Oyenike Monica Okundaye, popularly known as Nike, is one of those rare people who have delved into African arts in all its ramifications.
Her works, appearance, her beliefs, and virtually everything about her point to the resilient of the Nigerian spirit and her love for her roots.
Known for her beautifully designed adire and batik fabrics, as well as her well crated and designed paintings, Nike has indeed come a long way, and she is not stopping anytime soon.
Nike’s artistic inclinations come from her family background; her grandmother, Madam Ibitola was into adire textile making. Nike learnt the art of adire making from her grandmother; she also sharpened her vocational skills in painting, weaving and embroidery.
During the early days, Nike, a young lady, faced with many challenges, promised herself that she would make something out of her life, instead of allowing difficulties weigh her down. The sight of young women roaming the streets was something she could not bear, so she took them in, provided for and sheltered them, and established a vocational training centre for them to learn the art of adire design.
The centre, located at Osogbo, the Osun State capital, has trained well over three thousand women in adire making, and also attracts a lot of visitors and students from all over the world.
Nike has galleries in Ogidi-Ijumu, her birthplace, in Kogi State, as well as Osogbo, Lagos and Abuja. Her art, craft and philanthropy have endeared her to many; she has won numerous awards both home and abroad. Nike never went to school when she was young because her grandmother could not afford the school fess, but she (Nike) has been invited to universities to give workshops and training on African art and textile design.
Nigerian fashion has become very popular and widely accepted through her works. Many Nigerian designers command respect everywhere they go. Nike, who is very traditional about the “Africanness” in her attire, commends the rate at which the Nigerian fashion industry is going. She appreciates the fact that people are coming up with different designs and ideas about Nigerian fashion, which she sees as a normal process of development.
“From our own perspective, I think it is a good step in the right direction for people to have a multiplicity of designs. We are not here to condemn what others are doing; all we are here for is to support them, provided it is not a negative aspect of life,” she says.

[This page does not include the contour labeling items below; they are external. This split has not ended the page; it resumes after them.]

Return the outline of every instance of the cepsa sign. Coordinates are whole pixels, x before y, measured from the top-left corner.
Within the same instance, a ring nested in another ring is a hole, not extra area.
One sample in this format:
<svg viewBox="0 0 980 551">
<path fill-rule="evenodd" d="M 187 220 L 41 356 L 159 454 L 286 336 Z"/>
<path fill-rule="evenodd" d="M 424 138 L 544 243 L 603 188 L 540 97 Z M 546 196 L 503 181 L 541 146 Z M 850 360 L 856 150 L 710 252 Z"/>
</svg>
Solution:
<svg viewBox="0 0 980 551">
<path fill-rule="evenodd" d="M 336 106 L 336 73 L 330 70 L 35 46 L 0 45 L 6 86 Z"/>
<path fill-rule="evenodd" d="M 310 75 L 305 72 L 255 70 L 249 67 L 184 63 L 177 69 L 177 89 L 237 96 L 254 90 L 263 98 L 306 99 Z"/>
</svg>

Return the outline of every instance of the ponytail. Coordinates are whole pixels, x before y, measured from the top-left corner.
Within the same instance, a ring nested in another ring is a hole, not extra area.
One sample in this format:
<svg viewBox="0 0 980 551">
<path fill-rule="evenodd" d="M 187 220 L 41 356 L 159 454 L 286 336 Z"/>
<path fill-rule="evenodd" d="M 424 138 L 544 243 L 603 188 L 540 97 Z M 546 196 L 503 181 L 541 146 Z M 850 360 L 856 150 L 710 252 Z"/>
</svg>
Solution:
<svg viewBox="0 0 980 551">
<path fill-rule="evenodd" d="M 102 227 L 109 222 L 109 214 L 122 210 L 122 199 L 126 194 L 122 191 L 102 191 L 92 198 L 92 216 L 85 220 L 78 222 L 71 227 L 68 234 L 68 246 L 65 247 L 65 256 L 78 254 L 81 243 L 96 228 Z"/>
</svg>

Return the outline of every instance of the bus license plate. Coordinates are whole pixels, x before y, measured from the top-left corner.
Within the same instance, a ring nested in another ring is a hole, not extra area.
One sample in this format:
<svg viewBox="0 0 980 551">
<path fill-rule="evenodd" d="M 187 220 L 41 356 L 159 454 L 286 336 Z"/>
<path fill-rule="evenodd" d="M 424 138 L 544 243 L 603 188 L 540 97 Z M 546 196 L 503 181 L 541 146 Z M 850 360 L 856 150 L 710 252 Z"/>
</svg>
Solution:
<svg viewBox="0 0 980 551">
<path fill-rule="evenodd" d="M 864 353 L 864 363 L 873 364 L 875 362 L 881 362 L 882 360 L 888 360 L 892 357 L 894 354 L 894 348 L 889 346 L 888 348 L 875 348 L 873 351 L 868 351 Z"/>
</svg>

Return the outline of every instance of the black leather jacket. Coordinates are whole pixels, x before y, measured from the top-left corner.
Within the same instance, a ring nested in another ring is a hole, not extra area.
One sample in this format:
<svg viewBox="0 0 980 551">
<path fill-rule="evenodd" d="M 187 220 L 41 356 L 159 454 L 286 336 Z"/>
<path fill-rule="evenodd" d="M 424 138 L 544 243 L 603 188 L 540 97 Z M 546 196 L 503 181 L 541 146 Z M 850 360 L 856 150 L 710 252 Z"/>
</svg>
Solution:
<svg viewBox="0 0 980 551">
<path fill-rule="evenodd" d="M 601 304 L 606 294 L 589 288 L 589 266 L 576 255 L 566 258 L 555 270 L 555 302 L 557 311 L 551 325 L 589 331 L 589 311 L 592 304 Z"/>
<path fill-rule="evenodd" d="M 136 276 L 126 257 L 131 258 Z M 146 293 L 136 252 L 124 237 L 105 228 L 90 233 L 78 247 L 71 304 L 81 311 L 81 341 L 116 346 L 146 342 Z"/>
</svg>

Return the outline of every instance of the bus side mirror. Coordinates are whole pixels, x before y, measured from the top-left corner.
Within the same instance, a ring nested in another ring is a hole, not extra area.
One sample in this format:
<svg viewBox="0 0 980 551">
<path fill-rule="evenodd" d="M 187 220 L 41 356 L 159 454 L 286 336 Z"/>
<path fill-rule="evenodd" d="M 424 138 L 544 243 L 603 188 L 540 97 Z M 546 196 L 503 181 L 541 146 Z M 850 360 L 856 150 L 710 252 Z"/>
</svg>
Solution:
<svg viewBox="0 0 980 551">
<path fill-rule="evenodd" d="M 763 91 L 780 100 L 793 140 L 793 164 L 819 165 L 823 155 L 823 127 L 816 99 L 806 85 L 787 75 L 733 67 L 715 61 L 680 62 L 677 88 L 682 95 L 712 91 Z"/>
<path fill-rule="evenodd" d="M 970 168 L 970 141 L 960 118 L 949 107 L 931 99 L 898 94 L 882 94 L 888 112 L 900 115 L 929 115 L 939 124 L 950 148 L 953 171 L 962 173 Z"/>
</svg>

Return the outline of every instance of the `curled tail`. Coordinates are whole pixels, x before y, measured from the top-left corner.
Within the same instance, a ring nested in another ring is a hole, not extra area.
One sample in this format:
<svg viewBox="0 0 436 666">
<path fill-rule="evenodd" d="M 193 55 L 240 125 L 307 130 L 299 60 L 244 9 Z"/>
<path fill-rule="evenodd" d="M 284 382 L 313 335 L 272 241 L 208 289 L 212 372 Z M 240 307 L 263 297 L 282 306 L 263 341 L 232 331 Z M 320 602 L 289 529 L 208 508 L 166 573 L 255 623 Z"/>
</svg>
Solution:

Nike, who only wears adire fabrics with traditional Yoruba motifs, is not happy about the way people are very post-colonially minded about their dressing. She recalls that, in the past, traditional designs on fabrics had meanings; people communicated through what they wore, designed the clothed themselves.
They addressed the issue of society; they addressed the issue of the family, and the issue of peer relationship. In her words, “Nowadays, if your dress is not European in design, you are not a designer, you are not fashionable. Why? Go around the street and you will see people exposing their nudity. We have to change our orientation and values.”
Still on African attire, the idea that only “corporate” dressing is allowed at many formal settings is not something Nike appreciates. She feels that this is because people do not appreciate what they have. They only allow traditional attires on Fridays when people are allowed to “dress down.”
For her, this means that people have “dressed down” their African attire; they do not see it as being good enough. She also feels that Nigeria should have a national attire as they should be identified by what they wear, multi ethnicity or otherwise. A single national attire should reflect the unity of the country, like the kente, worn by Ghanaians.
It has been said that art is elitist, but Nike does not share that view point. She feels that acquiring works of art can be done by people who do not have money. “A person can pick up few things on the streets which attracts their attention, but if that person wants to but works by Picasso, Dovini, Van Gogh, then you must have money; it all depends on a person’s level of collection. People think it is elitist because a man who has not eaten in days will likely not buy art works; instead, he will buy food to eat.
“A man who has nothing to wear will buy things to wear. But at the point of actualisation, after you have gotten the things you need and you feel it is important for you to decorate your environment, then you have to pay for it. An individual can also be an artist; that person can just take a brush, pencil and design something that he can put in his house, then you are an artist. It is not when you go to school to learn art that you become an artist.”
On how affordable Nike’s works are, the answer still remains what a person wants. Some of her works she gives for free. Some of her works go for N3,000, N5,000, and above. A few years ago, someone bought her work for $80,000. But still, her works are not beyond the reach of the ordinary man.
One person Nike greatly admired for her artistry was the late Susan Wenger, who she was very close to she shared her inspiration and aspiration with her. In fact, Wenger was like a mother to her.
Nike has achieved a lot, but she still hopes to achieve even more. She has established a foundation to carry on where she left – Nike Arts and Culture Foundation. In 2006, the foundation acquired a land in Abuja where she intends to set up a research institute that will research into Nigerian traditional way of life.
She feels that there has not been enough documentation of Nigerian art. The mission of the foundation is to identify, enhance and develop Nigeria’s cultural heritage within and outside the shores of Nigeria.